An exhibition that is showing more than one artist’s work such as an open show will have an assigned ‘Receiving Day’; it is essential that artists diarise delivery and collection dates to ensure that this runs according to schedule. On this day, all the exhibiting artists who are available to visit the gallery in person—we will get to those who cannot visit in person shortly—will drop their work off. Warren noted that there can be up to 200 pieces delivered in one day and the technician team is responsible for organising all of these works.
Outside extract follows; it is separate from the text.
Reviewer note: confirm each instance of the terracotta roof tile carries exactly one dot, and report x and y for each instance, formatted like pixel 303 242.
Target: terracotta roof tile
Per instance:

The back of a painting is more relevent to us than the front of it
When organising the artworks that are delivered on ‘Receiving Day’, the tech team might catagorise works according to their medium, size, the art society that it is linked to, the artists’ names or frames, and so on. During this process, the tech team is, however, less interested in what the front of the piece looks like, and more interested in the back of the piece and the frame in which it sits.
Warren explained that organising artwork inevitably requires pieces to be stacked against others throughout the process. As such, it is essential that the frames used will stack against other frames without damaging any of the pieces within. If the back of a frame has hooks, bumps or an uneven surface, it will damage the art that it is stacked against. On top of this, Warren notes, the heavier a piece of work is, the more likely it is that it will get damaged, or damage other pieces of work. As such, you want your frame to be light, and for its back to be as smooth as possible.
Cataloguing and hanging
Once all the works have been delivered, catalogued, and catagorised, the tech team will meet with the curating team to discuss the order in which the pieces will be arranged on the walls ahead of ‘Hanging Day’.
Hanging is overseen by the hanging committee for the exhibition. This is made up of Member artists and assisted by the Mall Galleries’ technicians, many of whom are themselves artists. Warren adds that strong communication skills and teamwork are important for a successful hanging day; he noted that the team has to be quick, but not rush: ‘we each have a lot of experience hanging art and we work hard under pressure, there has to be a fast turn around. Curation is very much an act of trial and error, though more trial than error, but it does take a lot of patience. You have to build up the exhibition slowly.’
Warren closed our interview by noting that
there is nothing better than walking around a gallery when these elements are working for you rather than against you—it is an amazing feeling.